577. Personal for Murphy. Eyes Only. Reurtel 452, April 21.1

I had not intended to imply that Foreign Ministers message2 in itself was likely to throw CDU into opposition. It is much more question of how this message would be used by the SPD. I am personally of opinion that even had it been communicated before SPD party meeting, the outcome would have been about the same for the political reasons given in my 570 of April 21.3 We would then have been left with nothing to suggest to Germans if they come with split recommendation on April 25. It must not be overlooked that SPD is seeking election advantage in this controversy even over basic law and [Page 249] has directly or indirectly been the beneficiary of UK support. We, on the other hand, have tried to maintain a neutral attitude. The fact that CDU position on constitution is much closer to London decisions than SPD is by accident and not by design.

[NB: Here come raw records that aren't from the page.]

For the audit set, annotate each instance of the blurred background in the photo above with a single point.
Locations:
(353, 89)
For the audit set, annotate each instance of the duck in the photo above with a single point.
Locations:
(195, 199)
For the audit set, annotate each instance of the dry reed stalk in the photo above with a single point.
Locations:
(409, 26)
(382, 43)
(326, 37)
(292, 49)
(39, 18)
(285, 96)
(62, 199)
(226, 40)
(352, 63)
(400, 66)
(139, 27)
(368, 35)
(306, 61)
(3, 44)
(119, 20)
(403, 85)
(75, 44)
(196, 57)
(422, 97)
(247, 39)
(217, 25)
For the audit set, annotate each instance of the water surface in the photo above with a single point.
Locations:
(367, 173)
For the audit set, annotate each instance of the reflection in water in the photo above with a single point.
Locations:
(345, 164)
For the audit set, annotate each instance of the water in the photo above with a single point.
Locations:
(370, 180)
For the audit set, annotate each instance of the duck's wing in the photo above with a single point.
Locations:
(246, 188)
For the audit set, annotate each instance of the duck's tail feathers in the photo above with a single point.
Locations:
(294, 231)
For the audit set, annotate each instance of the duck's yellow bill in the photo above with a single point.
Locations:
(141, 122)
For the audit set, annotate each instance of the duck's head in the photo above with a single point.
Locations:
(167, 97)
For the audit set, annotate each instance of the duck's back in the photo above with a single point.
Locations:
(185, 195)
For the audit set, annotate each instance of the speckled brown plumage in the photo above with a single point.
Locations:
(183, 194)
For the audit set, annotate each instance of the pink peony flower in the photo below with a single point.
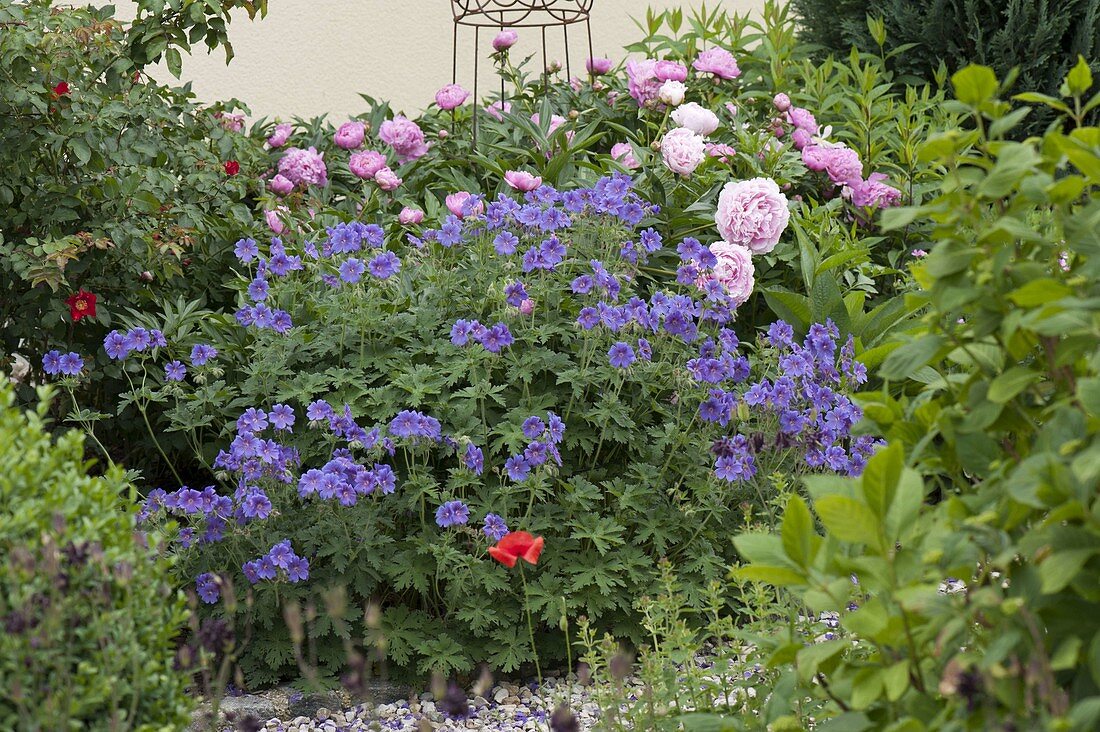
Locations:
(498, 107)
(387, 179)
(366, 164)
(405, 137)
(523, 181)
(873, 193)
(350, 135)
(672, 93)
(842, 163)
(752, 214)
(457, 205)
(717, 62)
(304, 167)
(231, 122)
(670, 70)
(556, 121)
(723, 152)
(598, 66)
(642, 82)
(281, 134)
(275, 221)
(624, 153)
(281, 185)
(801, 139)
(451, 97)
(683, 151)
(505, 40)
(734, 270)
(802, 119)
(697, 119)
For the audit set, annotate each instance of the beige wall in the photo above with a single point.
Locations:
(312, 56)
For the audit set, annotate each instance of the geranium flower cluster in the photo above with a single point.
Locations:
(281, 561)
(65, 364)
(803, 410)
(545, 438)
(120, 345)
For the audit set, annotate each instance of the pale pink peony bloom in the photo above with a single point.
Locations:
(642, 84)
(873, 193)
(304, 167)
(842, 163)
(523, 181)
(231, 122)
(451, 97)
(275, 221)
(598, 66)
(409, 216)
(387, 179)
(752, 214)
(505, 40)
(405, 137)
(734, 270)
(281, 185)
(670, 70)
(624, 153)
(723, 152)
(281, 134)
(801, 139)
(697, 119)
(498, 107)
(683, 151)
(366, 164)
(455, 204)
(717, 62)
(672, 93)
(802, 119)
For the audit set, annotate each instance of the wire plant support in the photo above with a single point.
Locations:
(503, 14)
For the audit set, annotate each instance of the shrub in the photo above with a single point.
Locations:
(1041, 40)
(89, 616)
(501, 369)
(114, 185)
(963, 567)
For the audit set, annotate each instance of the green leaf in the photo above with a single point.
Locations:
(1079, 78)
(174, 62)
(908, 359)
(1010, 383)
(1040, 292)
(881, 477)
(798, 532)
(848, 520)
(1060, 568)
(777, 576)
(975, 85)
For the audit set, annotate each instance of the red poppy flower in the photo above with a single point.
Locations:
(517, 545)
(81, 305)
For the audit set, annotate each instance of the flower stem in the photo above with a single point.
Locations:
(530, 626)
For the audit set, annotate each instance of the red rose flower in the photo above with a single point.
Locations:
(81, 305)
(517, 545)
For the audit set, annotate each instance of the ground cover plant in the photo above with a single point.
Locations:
(767, 367)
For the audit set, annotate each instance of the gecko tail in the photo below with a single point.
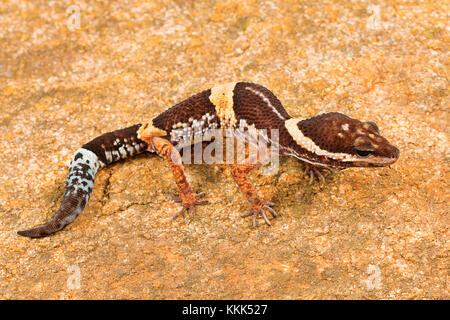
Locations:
(94, 155)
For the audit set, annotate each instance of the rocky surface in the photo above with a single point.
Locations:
(368, 234)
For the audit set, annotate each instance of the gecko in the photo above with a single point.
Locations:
(330, 141)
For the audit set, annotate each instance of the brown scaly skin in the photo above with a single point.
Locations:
(330, 141)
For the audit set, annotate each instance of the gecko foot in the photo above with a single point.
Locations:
(188, 204)
(314, 172)
(261, 211)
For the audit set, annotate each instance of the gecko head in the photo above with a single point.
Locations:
(338, 141)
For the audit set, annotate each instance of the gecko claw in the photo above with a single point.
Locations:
(315, 172)
(261, 211)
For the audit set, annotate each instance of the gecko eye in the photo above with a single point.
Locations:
(363, 153)
(374, 125)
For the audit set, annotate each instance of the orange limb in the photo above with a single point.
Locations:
(258, 207)
(187, 197)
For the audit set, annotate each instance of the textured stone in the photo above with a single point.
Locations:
(129, 60)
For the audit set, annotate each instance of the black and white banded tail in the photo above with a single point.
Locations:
(94, 155)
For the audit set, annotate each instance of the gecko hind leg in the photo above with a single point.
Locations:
(258, 207)
(187, 197)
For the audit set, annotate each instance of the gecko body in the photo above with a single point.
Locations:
(326, 141)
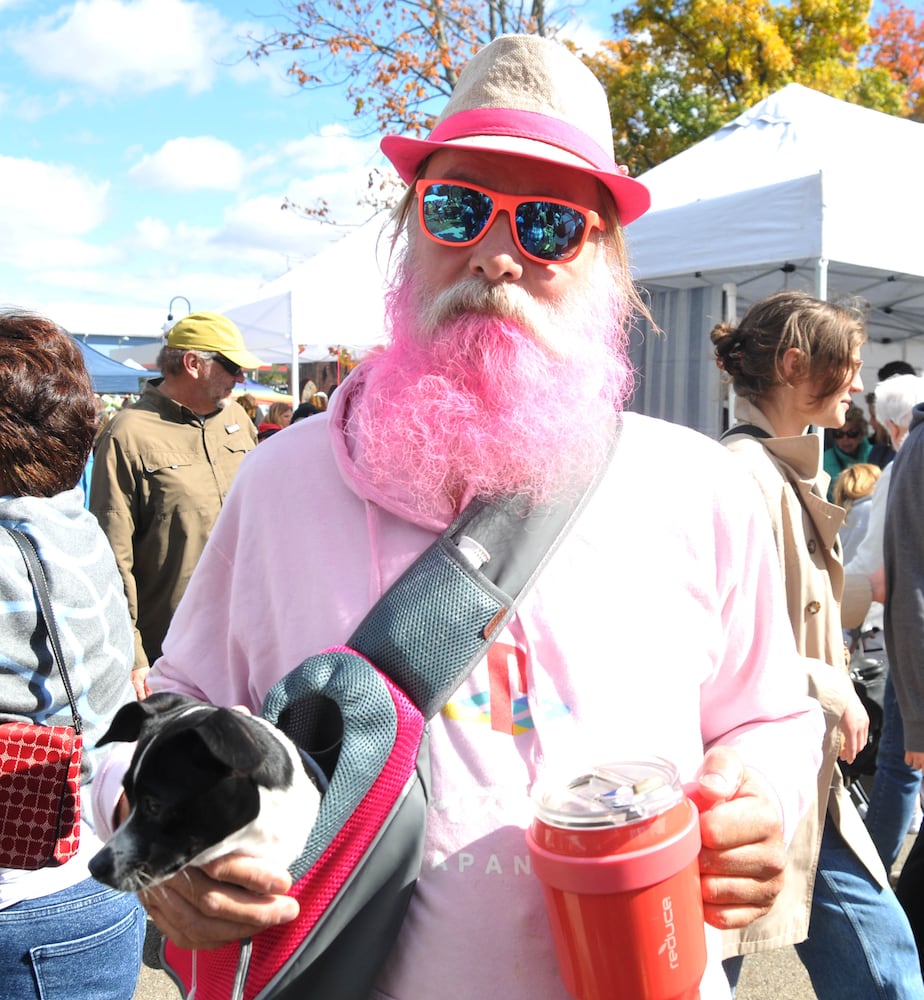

Perhaps we have misinterpreted the intention of Foreign Ministers but their instructions to Military Governors seem clear. It was stated in opening paragraph that “it is left to Military Governors to determine the time they may consider it appropriate to communicate these views to the PC, but Foreign Ministers wish that they be transmitted before opinion in PC has crystallized.” I think the British have always interpreted this phrase “before opinion in PC has crystallized” to mean before opinion in SPD has crystallized, but that is not same thing. As reported in mytel 539, April 14,4 two of three Military Governors were opposed to communicating message at once and certainly Clay has believed since the message was received, that he had discretion on timing, taking into account all of political aspects here. These political aspects relate not only to internal German politics but to attitude of other Military Governors toward the Bonn proposals. In other words, this is a double negotiation in that the positions of three Military Governors must be aligned (which is one negotiation) to be followed by negotiations with Germans, who in turn are negotiating amongst themselves.

I am not certain Department fully appreciates how wide-spread in Germany is impression that SPD can hold out for whatever it wants on constitution and that UK will support its demands to fullest extent. Steel, for example, told me in Frankfurt last week SPD must have Finanzausgleich and British were behind this demand. I feel you should know that some SPD leaders are quoting George Kennan as having stated US would eventually swing to their support irrespective of former US positions. I have not been able to confirm who or when, but these rumors are spreading.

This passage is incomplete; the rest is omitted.